Dolloped on the plate itself were the two dipping sauces, each an earthy tropical hue. The tostones were thin and crispy with a nice give in the center and a beautiful crunch around the edges. They were not at all chalky, or even overly starchy. There might have been, in fact, the slightest trace of sweetness.
The sauces were adequate to the job at hand. The Puerto Rican sauce smacked of a mayo-ketchup combo, and after a while, it became difficult to distinguish from the avocado mojo. That being said, the matchup was still good. So good, in fact, that one plate may not be enough (and chances are, if you ask for more tostones, you’ll want another sangria to go with it).
Note: Brasa turns out comparable tostones that come with a mayo-based dipping sauce with clear notes of cilantro, citrus, and ginger. It’s nice to look at, and a refreshing break from all that garlic. Which brings us to…
Refreshing on All Counts: Caribe
“Tostones with avocado and Puerto Rican mojito” ($6)

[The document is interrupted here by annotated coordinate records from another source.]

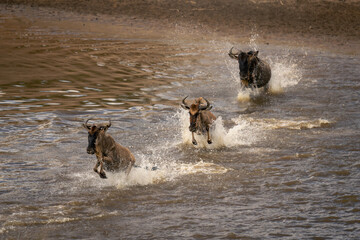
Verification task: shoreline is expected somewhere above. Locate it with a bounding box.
[0,0,360,55]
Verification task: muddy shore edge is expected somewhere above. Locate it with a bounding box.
[3,0,360,54]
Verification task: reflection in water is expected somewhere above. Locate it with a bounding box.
[0,7,360,239]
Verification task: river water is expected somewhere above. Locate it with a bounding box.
[0,6,360,239]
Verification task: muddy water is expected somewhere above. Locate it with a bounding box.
[0,6,360,239]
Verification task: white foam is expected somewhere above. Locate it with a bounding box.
[179,110,258,149]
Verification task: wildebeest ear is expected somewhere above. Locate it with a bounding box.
[239,52,247,61]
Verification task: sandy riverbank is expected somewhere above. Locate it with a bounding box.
[5,0,360,54]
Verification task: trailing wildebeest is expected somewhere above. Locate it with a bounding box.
[229,47,271,88]
[83,119,135,178]
[181,96,216,145]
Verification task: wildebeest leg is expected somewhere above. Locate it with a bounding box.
[191,132,197,145]
[99,160,107,178]
[206,128,212,144]
[94,160,100,173]
[125,162,133,176]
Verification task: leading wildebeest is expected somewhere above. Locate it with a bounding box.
[181,96,216,145]
[83,119,135,178]
[229,47,271,88]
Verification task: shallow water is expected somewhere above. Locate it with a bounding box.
[0,6,360,239]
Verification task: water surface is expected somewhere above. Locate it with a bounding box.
[0,6,360,239]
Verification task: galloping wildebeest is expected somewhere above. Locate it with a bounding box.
[229,47,271,88]
[181,96,216,145]
[83,119,135,178]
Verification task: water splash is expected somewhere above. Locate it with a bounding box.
[178,110,260,149]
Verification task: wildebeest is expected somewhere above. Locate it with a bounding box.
[83,119,135,178]
[181,96,216,145]
[229,47,271,88]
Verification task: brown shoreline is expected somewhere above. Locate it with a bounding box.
[2,0,360,54]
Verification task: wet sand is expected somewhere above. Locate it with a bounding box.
[6,0,360,54]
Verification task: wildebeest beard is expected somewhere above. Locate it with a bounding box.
[86,132,98,154]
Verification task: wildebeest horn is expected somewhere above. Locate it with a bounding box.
[181,96,190,109]
[199,98,212,110]
[229,47,240,59]
[83,118,90,129]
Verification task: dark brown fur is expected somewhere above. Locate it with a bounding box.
[83,121,135,178]
[181,97,216,145]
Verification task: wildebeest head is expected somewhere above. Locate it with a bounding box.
[229,48,259,83]
[181,96,212,132]
[83,119,111,154]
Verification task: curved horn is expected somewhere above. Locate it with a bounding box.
[229,47,240,59]
[199,98,212,110]
[181,96,190,109]
[83,118,90,129]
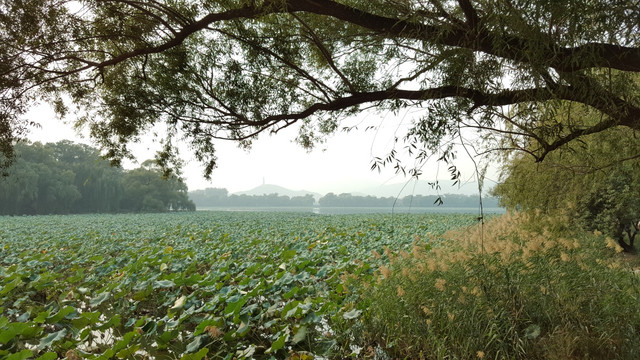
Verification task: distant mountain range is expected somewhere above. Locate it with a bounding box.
[234,180,487,200]
[233,184,322,200]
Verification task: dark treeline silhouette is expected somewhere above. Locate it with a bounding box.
[189,188,498,208]
[189,188,315,207]
[0,140,195,215]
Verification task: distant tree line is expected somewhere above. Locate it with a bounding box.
[189,188,315,207]
[189,188,498,208]
[318,193,498,208]
[0,140,195,215]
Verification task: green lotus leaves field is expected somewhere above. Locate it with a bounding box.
[0,212,476,359]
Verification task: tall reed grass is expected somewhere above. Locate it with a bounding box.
[358,213,640,359]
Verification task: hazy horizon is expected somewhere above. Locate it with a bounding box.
[27,105,497,196]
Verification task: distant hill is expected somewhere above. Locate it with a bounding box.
[233,184,322,200]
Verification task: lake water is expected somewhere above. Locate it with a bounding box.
[198,206,505,215]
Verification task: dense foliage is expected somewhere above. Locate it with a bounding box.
[0,141,195,215]
[0,0,640,174]
[495,118,640,251]
[0,212,475,360]
[360,213,640,360]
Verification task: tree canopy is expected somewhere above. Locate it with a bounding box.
[494,104,640,251]
[0,140,195,215]
[0,0,640,175]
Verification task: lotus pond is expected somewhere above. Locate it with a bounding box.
[0,212,476,359]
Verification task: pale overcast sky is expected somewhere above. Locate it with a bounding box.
[29,102,496,194]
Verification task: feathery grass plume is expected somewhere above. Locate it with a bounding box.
[360,213,640,359]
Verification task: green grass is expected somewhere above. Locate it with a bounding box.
[0,212,474,359]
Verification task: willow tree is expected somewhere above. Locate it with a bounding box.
[0,0,640,175]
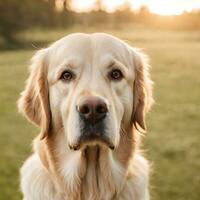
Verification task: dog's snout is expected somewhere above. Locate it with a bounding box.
[77,96,108,123]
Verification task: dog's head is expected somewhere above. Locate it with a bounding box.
[19,33,152,150]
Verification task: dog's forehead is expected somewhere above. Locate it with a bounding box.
[51,33,127,57]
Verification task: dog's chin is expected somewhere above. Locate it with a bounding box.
[69,134,115,151]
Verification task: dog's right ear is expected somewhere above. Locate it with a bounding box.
[18,49,51,139]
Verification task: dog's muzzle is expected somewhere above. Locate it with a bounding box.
[72,96,114,150]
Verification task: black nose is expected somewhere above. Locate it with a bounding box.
[77,96,108,123]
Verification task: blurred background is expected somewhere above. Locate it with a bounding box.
[0,0,200,200]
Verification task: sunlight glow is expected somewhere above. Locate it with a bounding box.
[71,0,200,15]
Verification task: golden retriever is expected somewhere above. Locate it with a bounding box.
[18,33,153,200]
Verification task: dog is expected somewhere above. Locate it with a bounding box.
[18,33,153,200]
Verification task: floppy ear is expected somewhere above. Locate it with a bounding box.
[132,50,153,132]
[18,49,51,139]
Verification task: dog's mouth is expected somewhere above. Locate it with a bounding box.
[69,120,115,150]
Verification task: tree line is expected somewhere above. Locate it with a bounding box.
[0,0,200,42]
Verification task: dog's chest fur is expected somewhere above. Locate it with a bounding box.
[55,146,125,200]
[81,146,124,200]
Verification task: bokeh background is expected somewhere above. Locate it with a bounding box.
[0,0,200,200]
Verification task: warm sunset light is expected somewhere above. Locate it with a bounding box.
[71,0,200,15]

We sensed that we’d found something different before we even took the first bite.
For starters, the tostones arrived in single file on a long, narrow plate. The Puerto Rican mojito sat dead center, like an impassive sentry that silently marks the boundary between your date’s tostones and your own. These tostones were thinner than the others, and atop each bright golden disc was a swipe of fresh avocado. They were the least starchy of the lot (although that may not be the case on a different day); we noted a muted sweetness and creamy interior.
Still, the edges were crisp and the exterior salted, which wouldn’t have been anything new were it not hobnobbing with the cool, creamy avocado. That simple topping was a coup for this dish, one that chef Tony Panelli discovered when visiting relatives in Puerto Rico. Panelli took the dish one step further with the Puerto Rican mojito, a composite of everything you’d find in salsa, plus a couple additions — like capers and oregano — that make it stand out. It was a clean departure from the mayo-based sauces, and a perfect accompaniment to those last crispy edges. Tostones to start, chips and salsa to finish; it’s a whole that is greater than the sum of its parts.
You might even call it a work of art.